Is it a way to add arbitrary record to kube-dns?

2019-03-13 09:35发布

问题:

I'll use very specific way to explain the problem, but I think this is better to be specific than abstract problem...

Say, there is a mongo db replica set outside of a kubernetes cluster but in a network. The ip addresses of all members of the replica set were resolved by /etc/hosts in app servers and db servers.

In an experiment/transition phase, I need to access those mongo db servers from kubernetes pods. However, kubernetes doesn't seem to allow adding custom entry to /etc/hosts in pods/containers.

The mongo db replica sets are already working with large data set, creating new a replica set in the cluster is not a option.

Becaseu I use GKE, changing any of resources in kube-dns namespace should be avoided I suppose. Configuring or replace kube-dns to be suitable for my need are last thing to try.

Is is a way to resolve ip address of custom hostnames in a kubernetes cluster?

It is just an idea, but if kube2sky can read some entries of configmap and use them as dns records, it colud be great. e.g. repl1.mongo.local: 192.168.10.100.

EDIT: I referenced this question from https://github.com/kubernetes/kubernetes/issues/12337

回答1:

A type of External Name is required to access hosts or ips outside of the kubernetes.

The following worked for me.

{
    "kind": "Service",
    "apiVersion": "v1",
    "metadata": {
        "name": "tiny-server-5",
        "namespace": "default"
    },
    "spec": {
        "type": "ExternalName",
        "externalName": "192.168.1.15",
        "ports": [{ "port": 80 }]
    }
}


回答2:

For the record, an alternate solution for those not checking the referenced github issue.
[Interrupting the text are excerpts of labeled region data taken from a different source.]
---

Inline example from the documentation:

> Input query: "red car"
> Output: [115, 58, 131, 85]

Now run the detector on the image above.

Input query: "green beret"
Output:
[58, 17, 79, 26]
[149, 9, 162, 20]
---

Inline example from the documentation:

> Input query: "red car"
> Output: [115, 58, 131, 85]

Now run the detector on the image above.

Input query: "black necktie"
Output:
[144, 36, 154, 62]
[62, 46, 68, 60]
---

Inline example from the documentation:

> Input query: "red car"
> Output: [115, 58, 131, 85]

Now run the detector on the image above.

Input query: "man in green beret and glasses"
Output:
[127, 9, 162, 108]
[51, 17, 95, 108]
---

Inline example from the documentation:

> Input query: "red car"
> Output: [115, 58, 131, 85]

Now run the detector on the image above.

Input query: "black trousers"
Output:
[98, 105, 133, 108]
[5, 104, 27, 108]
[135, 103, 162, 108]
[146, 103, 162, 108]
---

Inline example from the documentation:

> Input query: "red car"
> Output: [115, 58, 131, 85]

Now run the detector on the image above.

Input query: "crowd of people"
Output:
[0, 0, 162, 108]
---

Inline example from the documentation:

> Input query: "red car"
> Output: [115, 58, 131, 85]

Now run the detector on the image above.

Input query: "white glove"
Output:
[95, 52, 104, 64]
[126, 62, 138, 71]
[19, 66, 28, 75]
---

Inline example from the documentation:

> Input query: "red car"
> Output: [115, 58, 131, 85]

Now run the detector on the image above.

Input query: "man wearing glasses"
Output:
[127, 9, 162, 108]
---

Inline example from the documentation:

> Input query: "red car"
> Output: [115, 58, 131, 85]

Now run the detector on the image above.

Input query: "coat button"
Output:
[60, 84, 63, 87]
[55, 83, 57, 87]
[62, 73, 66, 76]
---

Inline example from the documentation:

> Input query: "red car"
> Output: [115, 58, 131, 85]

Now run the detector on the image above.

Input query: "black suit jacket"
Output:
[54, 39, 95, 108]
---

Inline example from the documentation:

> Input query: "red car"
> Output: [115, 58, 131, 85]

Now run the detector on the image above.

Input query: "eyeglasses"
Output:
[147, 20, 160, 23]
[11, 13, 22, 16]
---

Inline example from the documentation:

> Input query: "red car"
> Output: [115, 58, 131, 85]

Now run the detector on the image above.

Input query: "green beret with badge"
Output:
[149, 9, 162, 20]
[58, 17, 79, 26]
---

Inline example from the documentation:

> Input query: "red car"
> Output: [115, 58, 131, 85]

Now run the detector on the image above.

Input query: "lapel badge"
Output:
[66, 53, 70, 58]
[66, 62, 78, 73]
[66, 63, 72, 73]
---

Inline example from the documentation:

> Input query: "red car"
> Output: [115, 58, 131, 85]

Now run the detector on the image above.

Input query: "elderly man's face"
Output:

You can define an "external" Service in Kubernetes, by not specifying any selector or ClusterIP. You have to also define a corresponding Endpoint pointing to your external IP.
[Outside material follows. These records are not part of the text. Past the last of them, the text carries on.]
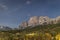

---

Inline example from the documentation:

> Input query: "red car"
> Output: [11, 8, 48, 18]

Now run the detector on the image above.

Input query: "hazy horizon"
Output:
[0, 0, 60, 28]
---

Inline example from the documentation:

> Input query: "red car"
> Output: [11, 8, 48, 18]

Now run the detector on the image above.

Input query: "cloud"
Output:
[0, 4, 8, 11]
[26, 0, 31, 4]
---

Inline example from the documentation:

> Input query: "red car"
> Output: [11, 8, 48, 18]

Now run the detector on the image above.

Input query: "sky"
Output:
[0, 0, 60, 28]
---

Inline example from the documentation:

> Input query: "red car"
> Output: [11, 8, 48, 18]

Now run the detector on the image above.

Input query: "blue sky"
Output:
[0, 0, 60, 28]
From the Kubernetes documentation:

{
    "kind": "Service",
    "apiVersion": "v1",
    "metadata": {
        "name": "my-service"
    },
    "spec": {
        "ports": [
            {
                "protocol": "TCP",
                "port": 80,
                "targetPort": 9376
            }
        ]
    }
}
{
    "kind": "Endpoints",
    "apiVersion": "v1",
    "metadata": {
        "name": "my-service"
    },
    "subsets": [
        {
            "addresses": [
                { "ip": "1.2.3.4" }
            ],
            "ports": [
                { "port": 9376 }
            ]
        }
    ]
}

With this, you can point your app inside the containers to my-service:9376 and the traffic should be forwarded to 1.2.3.4:9376

Limitations:

  • The DNS name used needs to be only letters, numbers or dashes. You can't use multi-level names (something.like.this). This means you probably have to modify your app to point just to your-service, and not yourservice.domain.tld.
  • You can only point to a specific IP, not a DNS name. For that, you can define a kind of a DNS alias with an ExternalName type Service.


回答3:

UPDATE: 2017-07-03 Kunbernetes 1.7 now support Adding entries to Pod /etc/hosts with HostAliases.


The solution is not about kube-dns, but /etc/hosts. Anyway, following trick seems to work so far...

EDIT: Changing /etc/hosts may has race condition with kubernetes system. Let it retry.

1) create a configMap

apiVersion: v1
kind: ConfigMap
metadata:
  name: db-hosts
data:
  hosts: |
    10.0.0.1  db1
    10.0.0.2  db2

2) Add a script named ensure_hosts.sh.

#!/bin/sh                                                                                                           
while true
do
    grep db1 /etc/hosts > /dev/null || cat /mnt/hosts.append/hosts >> /etc/hosts
    sleep 5
done

Don't forget chmod a+x ensure_hosts.sh.

3) Add a wrapper script start.sh your image

#!/bin/sh
$(dirname "$(realpath "$0")")/ensure_hosts.sh &
exec your-app args...

Don't forget chmod a+x start.sh

4) Use the configmap as a volume and run start.sh

apiVersion: extensions/v1beta1
kind: Deployment
...
spec:
  template:
    ...
    spec:
      volumes:
      - name: hosts-volume
        configMap:
          name: db-hosts
      ...
      containers:
        command:
        - ./start.sh
        ...
        volumeMounts:
        - name: hosts-volume
          mountPath: /mnt/hosts.append
        ...


回答4:

Use configMap seems better way to set DNS, but it's a little bit heavy when just add a few record (in my opinion). So I add records to /etc/hosts by shell script executed by docker CMD.

for example:

Dockerfile

...(ignore)
COPY run.sh /tmp/run.sh
CMD bash /tmp/run.sh

run.sh

#!/bin/bash
echo repl1.mongo.local 192.168.10.100 >> /etc/hosts
# some else command...

Notice, if your run MORE THAN ONE container in a pod, you have to add script in each container, because kubernetes start container randomly, /etc/hosts may be override by another container (which start later).